Question

A particle would take time $t_1$ to move down a straight tube from the surface of earth (supposed to be homogeneous sphere) to its centre. If gravitational acceleration were to remain constant, time would be $t_2$. The ratio $t/t^{\prime }$ will be

• A. $\frac{\pi }{2\sqrt{2}}$
• B. $\frac{\pi }{2}$
• C. $\frac{2\pi }{3}$
• D. $\frac{\pi }{\sqrt{3}}$

Answer 1

The correct option is A $\frac{\pi }{2\sqrt{2}}$

Lets consider a distance of dr at a distance of r from center of earth.

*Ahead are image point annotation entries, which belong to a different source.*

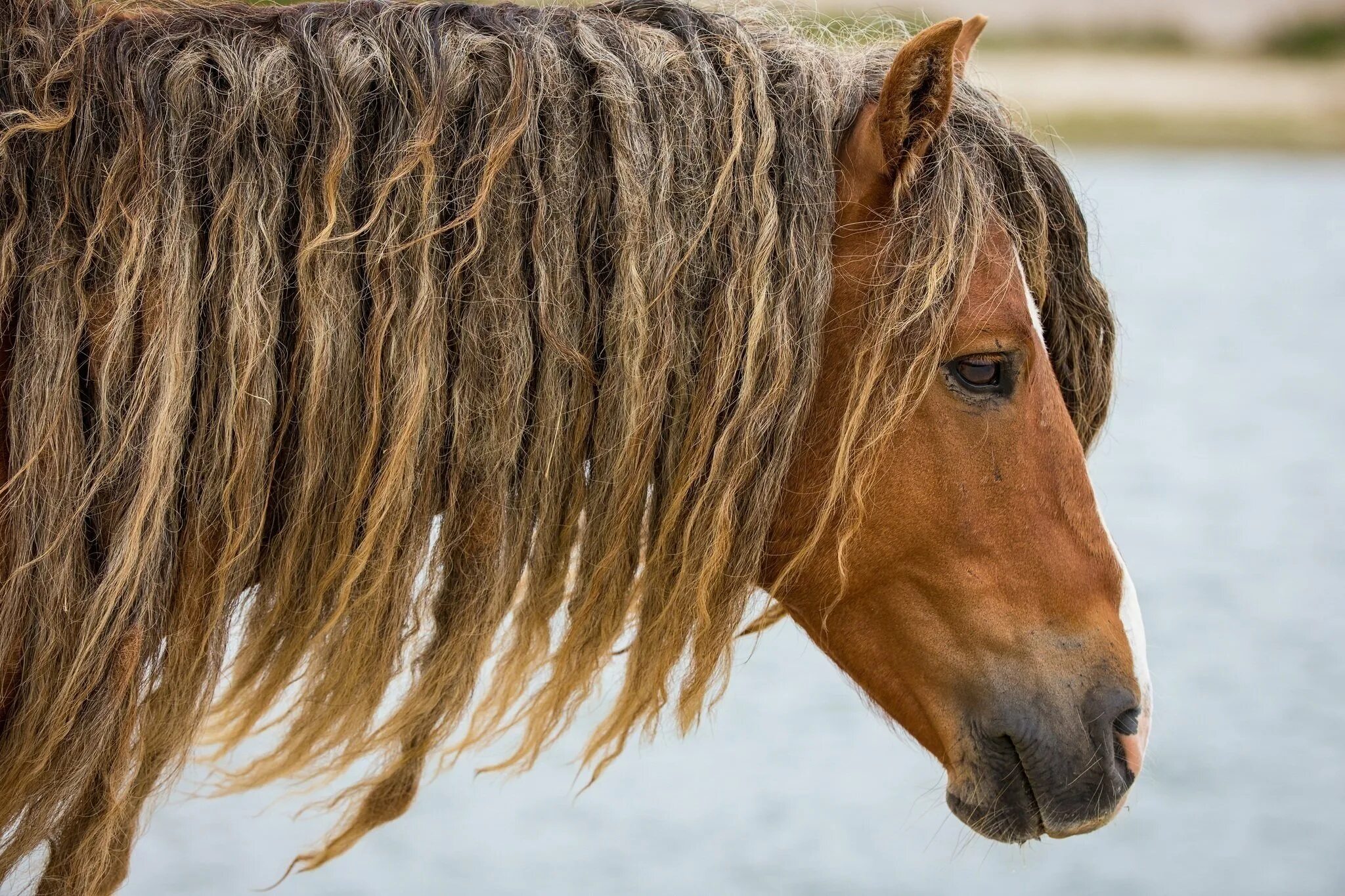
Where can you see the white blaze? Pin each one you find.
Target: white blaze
(1130, 618)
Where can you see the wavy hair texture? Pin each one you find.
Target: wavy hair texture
(355, 349)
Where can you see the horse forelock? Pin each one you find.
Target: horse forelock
(400, 341)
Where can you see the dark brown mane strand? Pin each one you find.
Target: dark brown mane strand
(385, 339)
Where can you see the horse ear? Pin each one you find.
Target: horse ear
(916, 96)
(971, 30)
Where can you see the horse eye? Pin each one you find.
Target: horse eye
(978, 372)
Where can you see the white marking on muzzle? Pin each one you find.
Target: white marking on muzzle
(1130, 618)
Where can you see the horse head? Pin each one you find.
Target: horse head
(977, 597)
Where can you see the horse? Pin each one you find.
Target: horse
(380, 373)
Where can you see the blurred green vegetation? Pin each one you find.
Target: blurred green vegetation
(1309, 39)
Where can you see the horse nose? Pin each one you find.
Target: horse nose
(1113, 720)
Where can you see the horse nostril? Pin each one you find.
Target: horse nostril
(1113, 721)
(1128, 723)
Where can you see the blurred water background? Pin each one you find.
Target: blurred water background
(1222, 480)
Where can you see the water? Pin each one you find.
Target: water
(1222, 480)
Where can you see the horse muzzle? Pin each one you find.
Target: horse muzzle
(1039, 771)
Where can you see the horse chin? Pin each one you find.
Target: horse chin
(1012, 817)
(1015, 794)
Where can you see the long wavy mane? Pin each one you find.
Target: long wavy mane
(354, 350)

now, $d{t}_1=\frac{dr}{-v}$ [since the velocity is towards the center of earth]

Energy is conserved , Initial = final energy

So, $\frac{-GMm}{R}=\frac{m{v}^2}{2}+\frac{-GMm}{2R^3}(3R^2-r^2)$

solving this, we get v = $(\frac{GM(R^2-r^2)}{R^3}{)}^{0.5}$

Integrating on both sides with limits from R to -R

$t_1=\pi (\frac{R^3}{GM}{)}^{0.5}=\pi \times (\frac{R}{g}{)}^{0.5}$

for $t_2$ , use S = $ut+\frac{a(t{)}^2}{2}$

So, $R=0+\frac{g(t{)}^2}{2}\to t=(\frac{2R}{g}{)}^{0.5}$

But, $t_2=2t=2(\frac{2R}{g}{)}^{0.5}$

Taking ratio, $\frac{t_1}{t_2}=\frac{\pi \times (\frac{R}{g}{)}^{0.5}}{2(\frac{2R}{g}{)}^{0.5}}=\frac{\pi }{8^{0.5}}=\frac{\pi }{2\sqrt{2}}$